La regalità delle note introduttive di "Procession" ci porta per mano all'ascolto di "Father To Son", un brano in cui la potente introduzione fa sì che attraverso l'altalena di atmosfere sospinta dalla voce di Mercury, si ha modo di viaggiare in un vortice musicale fatto di classicità e modernità magistralmente in un tutt'uno. Per "White Queen (As it Began)" la vena creativa del giovane chitarrista May propende per una melodia che rapisce all'istante, come la suadente interpretazione vocale in grado di emozionare con semplicità. A portare una certa distensione di atmosfera ci pensa l'allettante andamento di "Some Day, One Day" (cantata da May) che con il rock urbano di "The Loser in the End" composta ed interpretata dal drummer Roger Taylor, ci accompagnano al termine della White Side. La furia di "Ogre Battle" è una vera ripartenza a tutti gli effetti e ci riporta su ritmi sostenuti, mostrando su tutto quelle armonie vocali in grado di svilupparsi e di diventare uno dei trademarks del gruppo.

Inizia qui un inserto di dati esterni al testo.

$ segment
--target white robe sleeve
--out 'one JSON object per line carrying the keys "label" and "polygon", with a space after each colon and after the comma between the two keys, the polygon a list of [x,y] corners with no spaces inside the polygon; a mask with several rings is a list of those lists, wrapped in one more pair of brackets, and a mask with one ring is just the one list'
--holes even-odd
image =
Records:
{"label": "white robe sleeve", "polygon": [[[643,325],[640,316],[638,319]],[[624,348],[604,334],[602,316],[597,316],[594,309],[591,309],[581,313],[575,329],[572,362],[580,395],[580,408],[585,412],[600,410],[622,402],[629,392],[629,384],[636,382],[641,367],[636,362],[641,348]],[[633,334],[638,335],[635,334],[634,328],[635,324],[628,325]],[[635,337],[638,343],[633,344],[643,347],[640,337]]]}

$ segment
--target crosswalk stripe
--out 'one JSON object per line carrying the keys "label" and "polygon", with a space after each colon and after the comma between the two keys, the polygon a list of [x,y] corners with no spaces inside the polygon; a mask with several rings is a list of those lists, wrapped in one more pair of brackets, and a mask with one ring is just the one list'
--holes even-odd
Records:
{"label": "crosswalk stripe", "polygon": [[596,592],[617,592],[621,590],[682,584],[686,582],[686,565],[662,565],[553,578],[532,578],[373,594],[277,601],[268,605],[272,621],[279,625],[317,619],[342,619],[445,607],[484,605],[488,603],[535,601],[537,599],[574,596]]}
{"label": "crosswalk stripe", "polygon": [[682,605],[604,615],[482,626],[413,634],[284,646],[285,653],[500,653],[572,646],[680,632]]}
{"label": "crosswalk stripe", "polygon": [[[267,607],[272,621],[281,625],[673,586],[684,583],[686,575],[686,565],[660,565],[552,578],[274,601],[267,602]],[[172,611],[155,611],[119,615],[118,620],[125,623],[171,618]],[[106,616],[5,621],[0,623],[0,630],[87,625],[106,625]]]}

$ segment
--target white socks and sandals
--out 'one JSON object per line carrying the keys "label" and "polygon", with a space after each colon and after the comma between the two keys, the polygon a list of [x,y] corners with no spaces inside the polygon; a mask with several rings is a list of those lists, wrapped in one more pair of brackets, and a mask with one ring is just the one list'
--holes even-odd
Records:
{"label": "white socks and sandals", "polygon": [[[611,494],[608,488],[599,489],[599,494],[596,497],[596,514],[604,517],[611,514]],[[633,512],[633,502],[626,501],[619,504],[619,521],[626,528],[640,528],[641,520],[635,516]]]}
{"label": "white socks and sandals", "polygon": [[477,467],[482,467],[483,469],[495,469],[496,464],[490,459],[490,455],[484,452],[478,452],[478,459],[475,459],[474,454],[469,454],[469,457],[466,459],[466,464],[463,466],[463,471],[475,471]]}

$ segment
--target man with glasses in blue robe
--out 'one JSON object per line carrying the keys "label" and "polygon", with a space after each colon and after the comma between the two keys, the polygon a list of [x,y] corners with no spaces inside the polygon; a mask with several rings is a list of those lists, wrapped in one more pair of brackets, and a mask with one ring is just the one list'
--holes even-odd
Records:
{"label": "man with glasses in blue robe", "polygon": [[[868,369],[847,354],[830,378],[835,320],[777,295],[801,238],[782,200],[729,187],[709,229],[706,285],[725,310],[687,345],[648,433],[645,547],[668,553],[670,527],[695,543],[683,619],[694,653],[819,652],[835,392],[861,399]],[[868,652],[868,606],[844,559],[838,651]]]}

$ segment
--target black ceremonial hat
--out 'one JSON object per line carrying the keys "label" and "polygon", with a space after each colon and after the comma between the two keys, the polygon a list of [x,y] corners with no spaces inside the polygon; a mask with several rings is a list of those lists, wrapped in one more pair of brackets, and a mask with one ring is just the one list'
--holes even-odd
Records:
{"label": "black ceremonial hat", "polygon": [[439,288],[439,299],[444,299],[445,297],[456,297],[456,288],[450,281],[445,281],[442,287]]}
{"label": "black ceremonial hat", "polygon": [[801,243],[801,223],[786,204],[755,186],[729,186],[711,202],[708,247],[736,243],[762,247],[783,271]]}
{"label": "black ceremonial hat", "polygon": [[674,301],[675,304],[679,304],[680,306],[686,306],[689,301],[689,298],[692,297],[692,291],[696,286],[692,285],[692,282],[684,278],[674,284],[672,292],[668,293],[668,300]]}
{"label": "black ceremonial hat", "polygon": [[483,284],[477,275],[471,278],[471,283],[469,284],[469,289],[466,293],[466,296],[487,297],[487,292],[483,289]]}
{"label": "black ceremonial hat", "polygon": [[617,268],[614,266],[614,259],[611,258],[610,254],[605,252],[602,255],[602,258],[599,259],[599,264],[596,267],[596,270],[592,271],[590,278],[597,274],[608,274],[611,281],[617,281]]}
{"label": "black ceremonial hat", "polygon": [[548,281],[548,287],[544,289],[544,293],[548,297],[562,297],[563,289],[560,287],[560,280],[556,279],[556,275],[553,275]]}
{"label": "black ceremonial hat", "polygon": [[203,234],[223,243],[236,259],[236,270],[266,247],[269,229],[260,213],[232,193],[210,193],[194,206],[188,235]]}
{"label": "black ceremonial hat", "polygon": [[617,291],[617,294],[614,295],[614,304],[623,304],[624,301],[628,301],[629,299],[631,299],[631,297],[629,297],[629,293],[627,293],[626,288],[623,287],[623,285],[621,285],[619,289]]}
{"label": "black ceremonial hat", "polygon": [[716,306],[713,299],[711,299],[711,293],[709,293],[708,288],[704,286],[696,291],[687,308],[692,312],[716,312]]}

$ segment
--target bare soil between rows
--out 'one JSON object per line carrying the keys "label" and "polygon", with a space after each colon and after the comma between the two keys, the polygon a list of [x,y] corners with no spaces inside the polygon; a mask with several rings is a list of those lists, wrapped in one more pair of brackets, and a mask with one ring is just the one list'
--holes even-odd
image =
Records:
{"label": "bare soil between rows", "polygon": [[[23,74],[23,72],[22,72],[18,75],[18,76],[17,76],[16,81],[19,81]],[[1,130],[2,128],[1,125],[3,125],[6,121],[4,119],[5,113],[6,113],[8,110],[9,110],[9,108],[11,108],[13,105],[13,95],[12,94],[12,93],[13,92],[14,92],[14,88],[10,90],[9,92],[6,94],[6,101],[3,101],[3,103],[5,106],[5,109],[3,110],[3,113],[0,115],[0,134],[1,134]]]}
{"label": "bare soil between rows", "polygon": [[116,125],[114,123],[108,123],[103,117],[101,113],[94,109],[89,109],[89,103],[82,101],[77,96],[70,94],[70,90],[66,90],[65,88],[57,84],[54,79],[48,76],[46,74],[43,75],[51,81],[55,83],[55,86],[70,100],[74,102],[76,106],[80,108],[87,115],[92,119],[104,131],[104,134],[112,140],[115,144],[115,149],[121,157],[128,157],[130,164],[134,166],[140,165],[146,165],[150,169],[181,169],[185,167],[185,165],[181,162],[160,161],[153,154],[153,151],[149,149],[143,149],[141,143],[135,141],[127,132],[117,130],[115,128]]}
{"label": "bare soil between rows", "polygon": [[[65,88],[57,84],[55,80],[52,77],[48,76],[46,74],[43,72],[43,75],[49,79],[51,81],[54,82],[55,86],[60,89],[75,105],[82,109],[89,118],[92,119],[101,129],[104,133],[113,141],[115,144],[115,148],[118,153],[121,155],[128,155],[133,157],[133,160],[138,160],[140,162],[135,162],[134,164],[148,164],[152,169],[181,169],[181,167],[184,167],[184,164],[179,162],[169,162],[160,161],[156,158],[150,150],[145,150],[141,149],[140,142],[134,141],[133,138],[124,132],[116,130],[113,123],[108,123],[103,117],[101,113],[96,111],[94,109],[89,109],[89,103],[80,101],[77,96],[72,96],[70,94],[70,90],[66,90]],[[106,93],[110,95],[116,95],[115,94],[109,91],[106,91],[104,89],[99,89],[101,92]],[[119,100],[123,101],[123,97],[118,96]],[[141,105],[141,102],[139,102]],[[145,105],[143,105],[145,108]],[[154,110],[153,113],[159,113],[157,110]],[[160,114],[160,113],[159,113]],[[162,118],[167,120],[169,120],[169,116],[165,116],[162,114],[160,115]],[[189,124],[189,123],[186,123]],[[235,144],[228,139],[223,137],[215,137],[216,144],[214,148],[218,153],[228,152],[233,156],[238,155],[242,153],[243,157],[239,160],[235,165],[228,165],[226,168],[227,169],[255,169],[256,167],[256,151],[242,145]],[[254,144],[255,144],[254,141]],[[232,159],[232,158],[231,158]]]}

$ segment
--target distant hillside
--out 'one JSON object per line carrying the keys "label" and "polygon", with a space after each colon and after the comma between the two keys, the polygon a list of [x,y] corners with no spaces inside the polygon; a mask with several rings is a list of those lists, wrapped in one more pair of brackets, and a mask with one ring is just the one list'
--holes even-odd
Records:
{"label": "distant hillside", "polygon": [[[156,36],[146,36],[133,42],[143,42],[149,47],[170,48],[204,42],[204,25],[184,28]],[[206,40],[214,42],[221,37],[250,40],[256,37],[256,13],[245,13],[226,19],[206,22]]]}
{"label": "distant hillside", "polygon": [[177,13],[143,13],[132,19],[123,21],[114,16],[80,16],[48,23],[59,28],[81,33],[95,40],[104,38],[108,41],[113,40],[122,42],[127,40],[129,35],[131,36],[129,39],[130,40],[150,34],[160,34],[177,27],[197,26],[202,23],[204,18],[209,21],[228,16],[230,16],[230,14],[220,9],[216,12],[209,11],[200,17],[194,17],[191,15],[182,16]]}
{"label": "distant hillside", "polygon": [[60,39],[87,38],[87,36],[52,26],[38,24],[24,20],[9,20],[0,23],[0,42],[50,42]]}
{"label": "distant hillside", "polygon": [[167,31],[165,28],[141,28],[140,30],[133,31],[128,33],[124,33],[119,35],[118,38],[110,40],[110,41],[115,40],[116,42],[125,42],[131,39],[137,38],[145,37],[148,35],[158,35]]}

Un album che man mano che si va avanti con l'ascolto non cala neanche un pò di tono e non lascia intravedere un attimo di stanca. Una sequenza di brani che riesce a far convivere felicemente le diverse anime creative di un nugolo di musicisti (poco più che) in erba, in grado di esprimere al meglio la necessità di essere essenziali senza mancare di originalità. E se è ancora quest'ultima ad emergere nella teatrale " The Fairy Feller's Master Stroke" in cui tramite le vertiginose acrobazie vocali vengono descritti dal Mercury studente d'arte, i personaggi del noto quadro di Richard Dradd, in "The March of the Black Queen" preparata dalla toccante "Nevermore", è possibile assaporare un magistrale pot-pourri sonoro che può apparire in principio come una slow song dai prevalenti tratti operistici, non nascondendo neanche un certo gusto glam. La svenevole "Funny How Love Is" che strizza l'occhio alla solarità dei Beach Boys, ci porta dritti alla grandeur di "Seven Seas of Rhye" che chiude una seconda facciata concepita interamente dalla geniale inclinazione di un singer abilmente fuori dagli schemi.

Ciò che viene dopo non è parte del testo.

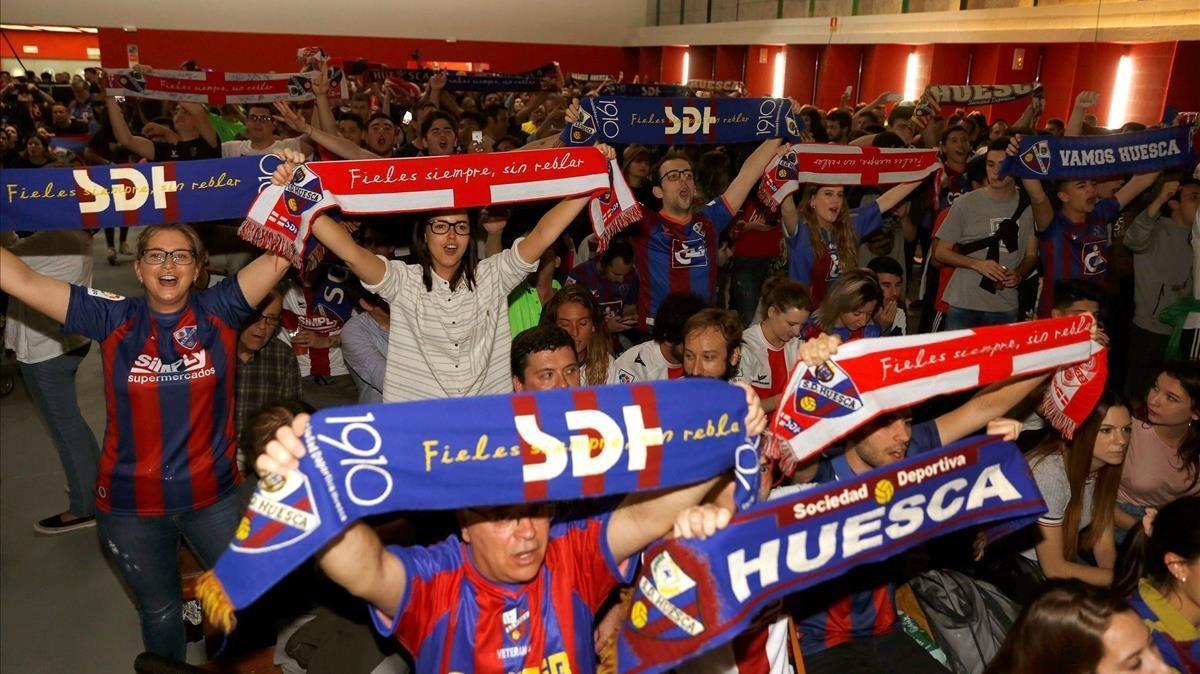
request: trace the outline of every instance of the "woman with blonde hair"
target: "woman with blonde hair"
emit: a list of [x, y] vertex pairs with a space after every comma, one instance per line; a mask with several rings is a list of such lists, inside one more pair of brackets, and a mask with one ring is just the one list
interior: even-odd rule
[[546, 302], [541, 309], [542, 325], [557, 325], [575, 342], [575, 357], [580, 363], [580, 383], [600, 386], [608, 380], [612, 366], [612, 339], [605, 326], [600, 302], [590, 290], [571, 283]]
[[821, 335], [836, 335], [842, 342], [878, 337], [883, 333], [875, 323], [875, 309], [883, 301], [880, 278], [869, 269], [842, 273], [817, 311], [812, 312], [800, 330], [800, 341]]
[[859, 241], [883, 227], [883, 213], [908, 197], [918, 185], [896, 185], [857, 209], [846, 203], [846, 189], [841, 185], [805, 185], [799, 207], [792, 197], [784, 199], [787, 277], [803, 283], [812, 301], [820, 305], [842, 270], [858, 266]]

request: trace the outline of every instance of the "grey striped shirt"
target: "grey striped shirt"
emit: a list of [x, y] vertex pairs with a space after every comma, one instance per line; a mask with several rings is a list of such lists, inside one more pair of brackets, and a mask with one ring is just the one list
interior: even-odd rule
[[384, 402], [511, 391], [508, 296], [538, 261], [522, 260], [514, 243], [479, 263], [474, 290], [460, 282], [452, 291], [436, 273], [426, 290], [420, 265], [385, 261], [383, 279], [362, 284], [391, 307]]

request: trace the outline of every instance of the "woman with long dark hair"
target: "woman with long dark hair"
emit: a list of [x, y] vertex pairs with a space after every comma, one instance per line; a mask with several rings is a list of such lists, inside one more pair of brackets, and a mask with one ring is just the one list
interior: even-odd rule
[[1200, 494], [1200, 363], [1170, 362], [1138, 410], [1115, 513], [1129, 529], [1147, 507]]
[[829, 294], [812, 312], [800, 330], [800, 339], [821, 335], [836, 335], [842, 342], [878, 337], [883, 333], [875, 323], [875, 311], [883, 301], [880, 277], [869, 269], [854, 269], [841, 275]]
[[541, 309], [542, 325], [557, 325], [571, 336], [580, 363], [580, 383], [601, 386], [612, 366], [612, 339], [605, 326], [600, 302], [590, 290], [571, 283], [563, 287]]
[[1170, 674], [1129, 604], [1085, 583], [1055, 584], [1016, 616], [984, 674]]
[[[1038, 518], [1040, 541], [1021, 554], [1037, 562], [1045, 577], [1098, 586], [1112, 582], [1112, 505], [1129, 446], [1130, 419], [1121, 397], [1105, 391], [1074, 438], [1052, 434], [1030, 453], [1046, 513]], [[1080, 550], [1090, 550], [1098, 566], [1080, 561]]]
[[870, 204], [851, 209], [841, 185], [805, 185], [799, 207], [784, 199], [787, 277], [799, 281], [820, 305], [844, 270], [858, 266], [858, 243], [883, 227], [883, 213], [912, 193], [919, 182], [896, 185]]
[[1130, 531], [1112, 589], [1154, 633], [1163, 660], [1200, 672], [1200, 497], [1183, 497]]
[[[598, 145], [607, 158], [616, 156]], [[302, 157], [287, 154], [275, 181], [286, 181]], [[456, 398], [512, 390], [509, 293], [538, 269], [542, 253], [563, 235], [589, 197], [564, 199], [528, 235], [479, 260], [474, 218], [464, 210], [426, 213], [413, 243], [416, 264], [385, 260], [359, 246], [322, 215], [312, 233], [390, 308], [384, 402]], [[486, 224], [492, 234], [503, 228]]]
[[238, 526], [234, 371], [238, 332], [288, 263], [262, 255], [198, 289], [205, 260], [186, 224], [143, 230], [133, 272], [145, 294], [122, 297], [31, 270], [0, 248], [0, 290], [100, 342], [108, 419], [94, 485], [96, 525], [133, 591], [142, 640], [185, 655], [180, 537], [205, 567]]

E' il disco in cui tutti i brani sono espressione di una profonda quanto singolare vena artistica, mostrandosi nel contempo come l'epitome di una lussuosa e fantasiosa combinazione tra un suono fresco ed immediato ed una sfarzosità operistica, a cui nessuno era riuscito ancora a dare vita. Il volume della competenza strumentale dei quattro esce ancor più amplificato, se si pensa agli abbellimenti delle sovraincisioni vocali e che le registrazioni multitraccia apportano, senza mai indulgere nell'autocompiacimento o nella vanagloria. Un concept album in cui tra un lato bianco ed uno nero viene a dipanarsi l'eterna lotta tra il bene e il male, a cui le sapienti mani del giovane Roy Thomas Baker non possono che contribuire alla conquista di un equilibrio, in una moderna forma di rock che saputo comunque far tesoro del passato.